PEMRA and I have a special relationship now, and it is just great that they keep such a vigilant eye on our televisions for us. Just yesterday I saw a news bulletin on a major national news channel that had a report about rats running amok in housing for parliamentarians in Islamabad, and there was a shot of said housing with CGI rats running all over it! Just in case you couldn’t visualise it, there it was, a Pied-Piper worthy horde of fake rats, just running into the hostel horizon. On national television, no less, where all the other important news is aired, like the Prime Minister’s imminent heart surgery and the United States violating our sovereignty to blow up terrorists, etcetera. What I’m most excited about is how much PEMRA cares for the viewers, many of whom they say in a recent letter that has been making the rounds, are parents who “have shown apathy” towards certain advertisements. I’m really happy, because I’m a parent! Four times over, which makes my levels of righteous shock, apathy and indignation multiplied by four, plus an extra ten because one of the children is a boy, so you know, that counts for more.

I am tremendously pleased. PEMRA amended their initial decision to ban ads for contraception to now only let them air after eleven o’clock, when all the little kiddies are in bed and can’t ask uncomfortable and stupid questions like “what is that” and “why is that key green” and “why do those parents look so happy”, or even “why don’t I have a sister/brother”. Heaven knows it is the most embarrassing thing ever, when children ask questions about biology and science that you just don’t want to answer because oh my god it is just disgusting. Plus you have to stop watching that video of Chittiyaan Kalaiyaan to tell them some mumbo-jumbo about “an angel brings a baby in a special basket” or “you can buy one from the hospital”. It’s not like they won’t whisper about it amongst themselves as they play their death-and-destruction video games or copying dance moves they’re seeing in the music videos they watch on cable TV. Killing imaginary people and nailing that item number shimmy is so much more normal and preferable to having to talk about something like the process of childbirth. And advertisements are where it all begins.

Kids are like ferocious sponges. They won’t be able to say their name, but just wait until someone calls someone a donkey in front of them. Then they’ll be yelling donkey!donkey! All day long as if their life depended on it. I get it. Just the other day one of the children saw an advertisement for Pampers and thought all babies had blue pee, because of the blue liquid the disembodied hand was pouring onto the diaper to demonstrate its absorbency. You can imagine the disappointment when the real baby’s actual diaper proved that this was in fact not the case. Ha! Just kidding—even my five year old knows nobody pees blue. Kids can be surprisingly logical. Too bad grownups tend not to be.

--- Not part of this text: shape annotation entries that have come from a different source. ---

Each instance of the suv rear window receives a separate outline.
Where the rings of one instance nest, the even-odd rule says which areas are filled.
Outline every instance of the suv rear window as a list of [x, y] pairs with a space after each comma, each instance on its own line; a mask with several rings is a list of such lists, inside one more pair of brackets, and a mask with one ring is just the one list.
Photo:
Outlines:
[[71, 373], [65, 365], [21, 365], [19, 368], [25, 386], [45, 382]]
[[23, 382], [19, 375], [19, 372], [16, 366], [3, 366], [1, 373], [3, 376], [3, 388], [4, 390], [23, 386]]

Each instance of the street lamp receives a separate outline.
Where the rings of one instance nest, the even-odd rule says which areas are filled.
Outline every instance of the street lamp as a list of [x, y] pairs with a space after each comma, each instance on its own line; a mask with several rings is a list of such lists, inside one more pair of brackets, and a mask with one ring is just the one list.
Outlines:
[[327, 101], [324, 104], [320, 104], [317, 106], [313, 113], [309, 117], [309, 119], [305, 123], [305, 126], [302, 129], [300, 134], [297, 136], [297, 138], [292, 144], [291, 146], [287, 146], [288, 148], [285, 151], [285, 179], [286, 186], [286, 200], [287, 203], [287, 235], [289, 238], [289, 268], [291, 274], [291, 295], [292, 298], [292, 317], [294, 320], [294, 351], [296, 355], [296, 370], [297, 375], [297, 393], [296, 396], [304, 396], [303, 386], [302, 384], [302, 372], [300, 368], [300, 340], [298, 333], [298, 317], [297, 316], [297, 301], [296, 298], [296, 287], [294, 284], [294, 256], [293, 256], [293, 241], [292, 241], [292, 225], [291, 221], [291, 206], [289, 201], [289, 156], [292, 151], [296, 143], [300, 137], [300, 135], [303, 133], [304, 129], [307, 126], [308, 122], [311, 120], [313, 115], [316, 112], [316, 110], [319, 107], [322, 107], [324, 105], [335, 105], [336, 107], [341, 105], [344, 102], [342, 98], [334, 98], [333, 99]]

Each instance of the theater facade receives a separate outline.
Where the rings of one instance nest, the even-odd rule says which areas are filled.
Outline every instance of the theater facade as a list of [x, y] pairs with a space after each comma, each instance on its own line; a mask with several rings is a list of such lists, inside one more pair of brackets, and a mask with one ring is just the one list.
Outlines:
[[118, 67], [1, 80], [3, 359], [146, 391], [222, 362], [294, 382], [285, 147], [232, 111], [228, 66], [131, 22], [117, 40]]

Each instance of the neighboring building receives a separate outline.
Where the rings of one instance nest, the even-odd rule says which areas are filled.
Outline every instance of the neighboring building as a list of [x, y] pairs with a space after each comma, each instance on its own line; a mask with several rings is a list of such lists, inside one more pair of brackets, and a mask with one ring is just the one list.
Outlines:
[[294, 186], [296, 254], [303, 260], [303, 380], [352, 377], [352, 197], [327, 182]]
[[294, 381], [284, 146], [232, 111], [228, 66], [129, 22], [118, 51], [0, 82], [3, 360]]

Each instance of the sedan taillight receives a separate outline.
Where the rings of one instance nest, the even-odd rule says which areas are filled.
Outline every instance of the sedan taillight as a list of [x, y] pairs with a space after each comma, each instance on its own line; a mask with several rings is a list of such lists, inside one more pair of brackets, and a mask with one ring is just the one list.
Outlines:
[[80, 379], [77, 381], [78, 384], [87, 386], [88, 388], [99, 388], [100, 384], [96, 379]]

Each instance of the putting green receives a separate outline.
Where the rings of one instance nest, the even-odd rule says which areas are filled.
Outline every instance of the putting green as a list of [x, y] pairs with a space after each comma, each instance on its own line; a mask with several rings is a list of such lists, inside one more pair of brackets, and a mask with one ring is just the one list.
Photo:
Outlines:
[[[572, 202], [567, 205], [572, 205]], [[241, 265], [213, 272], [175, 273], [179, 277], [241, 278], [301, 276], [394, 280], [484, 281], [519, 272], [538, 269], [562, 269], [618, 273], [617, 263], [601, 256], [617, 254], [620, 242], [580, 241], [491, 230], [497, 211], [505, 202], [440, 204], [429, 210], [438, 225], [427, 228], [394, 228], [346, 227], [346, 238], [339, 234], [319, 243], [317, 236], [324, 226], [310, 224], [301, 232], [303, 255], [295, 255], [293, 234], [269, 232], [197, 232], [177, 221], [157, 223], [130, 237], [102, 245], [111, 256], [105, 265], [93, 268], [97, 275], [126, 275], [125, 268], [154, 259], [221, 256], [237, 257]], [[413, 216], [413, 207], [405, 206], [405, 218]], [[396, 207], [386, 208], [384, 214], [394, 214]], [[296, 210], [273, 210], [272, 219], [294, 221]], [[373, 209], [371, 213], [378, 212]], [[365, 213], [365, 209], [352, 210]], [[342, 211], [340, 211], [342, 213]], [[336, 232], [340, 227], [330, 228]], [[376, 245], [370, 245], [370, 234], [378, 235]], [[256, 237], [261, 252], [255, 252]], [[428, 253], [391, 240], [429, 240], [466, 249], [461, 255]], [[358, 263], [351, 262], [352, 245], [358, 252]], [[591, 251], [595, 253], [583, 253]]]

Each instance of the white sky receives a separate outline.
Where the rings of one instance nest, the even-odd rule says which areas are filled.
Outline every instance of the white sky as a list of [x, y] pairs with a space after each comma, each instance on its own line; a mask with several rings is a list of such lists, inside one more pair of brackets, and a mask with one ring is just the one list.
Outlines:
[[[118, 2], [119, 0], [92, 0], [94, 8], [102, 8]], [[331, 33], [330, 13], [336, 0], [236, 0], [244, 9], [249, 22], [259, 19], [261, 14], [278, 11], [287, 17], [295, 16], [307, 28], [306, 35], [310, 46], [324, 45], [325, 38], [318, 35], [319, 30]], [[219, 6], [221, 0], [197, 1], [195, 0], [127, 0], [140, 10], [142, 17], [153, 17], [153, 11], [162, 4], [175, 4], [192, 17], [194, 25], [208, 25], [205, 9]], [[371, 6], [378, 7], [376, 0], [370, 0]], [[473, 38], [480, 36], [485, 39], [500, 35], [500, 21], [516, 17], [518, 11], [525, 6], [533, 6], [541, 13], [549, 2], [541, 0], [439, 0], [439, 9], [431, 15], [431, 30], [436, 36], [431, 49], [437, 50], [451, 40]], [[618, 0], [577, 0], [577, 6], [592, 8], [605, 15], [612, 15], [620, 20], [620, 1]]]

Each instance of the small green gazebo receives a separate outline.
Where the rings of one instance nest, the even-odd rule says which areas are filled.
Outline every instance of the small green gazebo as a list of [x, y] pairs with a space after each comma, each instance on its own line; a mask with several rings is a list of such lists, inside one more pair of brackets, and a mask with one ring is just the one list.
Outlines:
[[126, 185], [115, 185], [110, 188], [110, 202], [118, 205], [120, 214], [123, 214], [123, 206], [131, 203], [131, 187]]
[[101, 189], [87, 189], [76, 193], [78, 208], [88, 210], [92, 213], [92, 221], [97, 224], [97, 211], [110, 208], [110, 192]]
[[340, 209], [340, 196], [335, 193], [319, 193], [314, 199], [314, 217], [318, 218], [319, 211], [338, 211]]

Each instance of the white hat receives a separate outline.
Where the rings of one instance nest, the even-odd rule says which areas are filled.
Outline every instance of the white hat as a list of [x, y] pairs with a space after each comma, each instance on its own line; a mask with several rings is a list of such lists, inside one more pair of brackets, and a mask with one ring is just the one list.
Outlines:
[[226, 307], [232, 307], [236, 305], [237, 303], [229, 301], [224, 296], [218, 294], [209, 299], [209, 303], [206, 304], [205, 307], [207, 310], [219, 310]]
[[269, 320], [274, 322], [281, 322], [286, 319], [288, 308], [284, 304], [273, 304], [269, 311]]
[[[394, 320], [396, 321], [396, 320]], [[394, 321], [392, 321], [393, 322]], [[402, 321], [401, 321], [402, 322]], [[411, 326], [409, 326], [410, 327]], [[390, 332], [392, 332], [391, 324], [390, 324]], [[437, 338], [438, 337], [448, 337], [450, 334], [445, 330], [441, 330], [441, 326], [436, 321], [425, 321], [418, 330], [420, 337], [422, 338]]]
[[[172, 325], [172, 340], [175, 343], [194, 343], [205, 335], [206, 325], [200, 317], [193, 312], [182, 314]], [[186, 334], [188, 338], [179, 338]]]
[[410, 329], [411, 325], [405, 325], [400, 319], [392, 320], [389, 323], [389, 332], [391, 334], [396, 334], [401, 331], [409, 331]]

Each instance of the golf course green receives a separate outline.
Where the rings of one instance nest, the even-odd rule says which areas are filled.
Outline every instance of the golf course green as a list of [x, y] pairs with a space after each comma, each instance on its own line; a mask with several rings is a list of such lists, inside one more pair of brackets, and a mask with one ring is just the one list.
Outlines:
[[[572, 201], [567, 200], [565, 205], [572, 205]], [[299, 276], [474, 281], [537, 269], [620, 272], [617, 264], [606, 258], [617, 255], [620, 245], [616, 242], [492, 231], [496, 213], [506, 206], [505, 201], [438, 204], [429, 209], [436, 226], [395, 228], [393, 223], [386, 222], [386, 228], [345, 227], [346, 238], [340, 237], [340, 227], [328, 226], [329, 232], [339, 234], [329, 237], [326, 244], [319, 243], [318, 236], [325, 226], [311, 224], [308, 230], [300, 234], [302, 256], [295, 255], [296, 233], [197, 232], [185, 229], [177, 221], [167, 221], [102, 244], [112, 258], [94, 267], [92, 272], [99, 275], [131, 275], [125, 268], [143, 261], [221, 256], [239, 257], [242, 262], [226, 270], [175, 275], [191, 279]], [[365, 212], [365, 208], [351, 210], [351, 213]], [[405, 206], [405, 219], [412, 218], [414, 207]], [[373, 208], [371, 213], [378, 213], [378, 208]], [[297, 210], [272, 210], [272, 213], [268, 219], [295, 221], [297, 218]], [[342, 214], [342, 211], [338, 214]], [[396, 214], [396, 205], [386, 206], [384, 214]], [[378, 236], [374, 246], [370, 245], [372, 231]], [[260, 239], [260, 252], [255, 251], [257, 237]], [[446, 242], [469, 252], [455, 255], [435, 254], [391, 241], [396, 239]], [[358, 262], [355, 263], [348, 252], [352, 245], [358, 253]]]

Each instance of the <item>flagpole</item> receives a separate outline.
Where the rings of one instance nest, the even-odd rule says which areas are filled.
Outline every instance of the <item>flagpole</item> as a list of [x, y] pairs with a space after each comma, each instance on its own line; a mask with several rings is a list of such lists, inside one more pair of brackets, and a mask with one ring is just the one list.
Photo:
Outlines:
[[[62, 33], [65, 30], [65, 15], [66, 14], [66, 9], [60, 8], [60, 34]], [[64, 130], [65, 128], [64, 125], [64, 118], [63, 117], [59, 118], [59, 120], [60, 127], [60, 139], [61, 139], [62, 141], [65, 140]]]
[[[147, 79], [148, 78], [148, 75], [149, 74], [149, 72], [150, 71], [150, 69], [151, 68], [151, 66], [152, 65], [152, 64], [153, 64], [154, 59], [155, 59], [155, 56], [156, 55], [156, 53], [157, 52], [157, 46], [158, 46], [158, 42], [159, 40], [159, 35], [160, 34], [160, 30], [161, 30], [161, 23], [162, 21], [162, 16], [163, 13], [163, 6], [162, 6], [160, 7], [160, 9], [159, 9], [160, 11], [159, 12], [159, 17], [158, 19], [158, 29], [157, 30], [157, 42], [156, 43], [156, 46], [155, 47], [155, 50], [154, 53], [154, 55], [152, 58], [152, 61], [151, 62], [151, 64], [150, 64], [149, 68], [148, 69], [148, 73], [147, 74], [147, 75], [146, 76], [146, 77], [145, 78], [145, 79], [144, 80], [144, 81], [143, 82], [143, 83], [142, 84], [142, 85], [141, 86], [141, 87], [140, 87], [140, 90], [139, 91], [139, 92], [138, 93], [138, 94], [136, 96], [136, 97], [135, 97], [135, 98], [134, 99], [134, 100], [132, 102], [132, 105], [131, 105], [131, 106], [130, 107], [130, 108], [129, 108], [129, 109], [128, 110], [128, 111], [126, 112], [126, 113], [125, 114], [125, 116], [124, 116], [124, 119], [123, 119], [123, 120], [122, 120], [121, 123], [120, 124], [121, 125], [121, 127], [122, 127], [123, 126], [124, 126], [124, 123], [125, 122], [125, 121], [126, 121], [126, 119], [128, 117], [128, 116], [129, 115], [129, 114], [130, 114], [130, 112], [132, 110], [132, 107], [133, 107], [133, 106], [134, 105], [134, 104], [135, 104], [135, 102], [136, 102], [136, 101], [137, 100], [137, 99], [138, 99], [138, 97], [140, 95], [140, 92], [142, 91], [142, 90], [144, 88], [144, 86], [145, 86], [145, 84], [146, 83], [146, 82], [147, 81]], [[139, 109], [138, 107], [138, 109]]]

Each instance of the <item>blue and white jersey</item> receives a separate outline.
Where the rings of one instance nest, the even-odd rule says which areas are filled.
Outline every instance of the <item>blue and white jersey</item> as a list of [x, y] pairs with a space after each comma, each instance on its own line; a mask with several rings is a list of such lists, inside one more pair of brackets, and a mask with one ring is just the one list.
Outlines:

Has any child ever seen an advertisement for, let’s say, cooking oil, and assumed that this meant they get to do all the shami kabab frying from now on? Or expect everyone in the house to be wearing their Eid best all the time? Or drink their milk because they now really believe that they will be running faster and the margarine will make them taller? The only advertisements they ever pay attention to are the ones that are about ice lollies, Captain Safeguard, those weird gangster mosquitos and Maggi noodles. So either cartoons, or nice things to eat, or toys. Woe is you if you have a daughter who sees an advertisement for that dratted Barbie whose hair you can shampoo, or the blue “princess necklace” you can get with Pears soap—in India. I wish PEMRA would ban those ads; I’d personally send them a basket of luddoos.

I understand PEMRA’s predicament. Their press release was surprisingly thoughtful. But ironically, the more of a fuss one makes about a thing, the bigger a thing it becomes. When you say donkey in front of a child and everyone else pretends nothing happened, they never catch on that ‘donkey’ is an undesirable word to say. If you air an advertisement that shows a nice couple talking to a doctor in a clinic, who then hands them a packet of pills, which child is going to ask WHAT IS THAT MAMA/BABA? And if they do, why can’t one say in the time-honoured tradition of all parents worldwide, “none of your business”, or just “pills”? Personally, I’d rather my child asked me what pills were as opposed to “why is that person on television not moving”—because our news channels have no qualms in broadcasting photos of dead, blown-up people and blood-spattered walls. I’d rather a child be curious about something as boring and easily-explained as medication, instead of who terrorists are. Children need to be protected from the lewd, the horrific, the violent. They don’t need to see blood and weeping people and corpses on television, just as they don’t need to see gyrating, scantily clad women being leched at by men in the name of entertainment. That’s why we change the channel. It’s a luxury we don’t have when it comes to life, but at least you have a remote control for your television. Let people find out safe, medical ways to have less kids spoiling your nice quiet dinner out—judging from the hordes of children in restaurants at dinnertime, none of them are in bed by eleven anyway.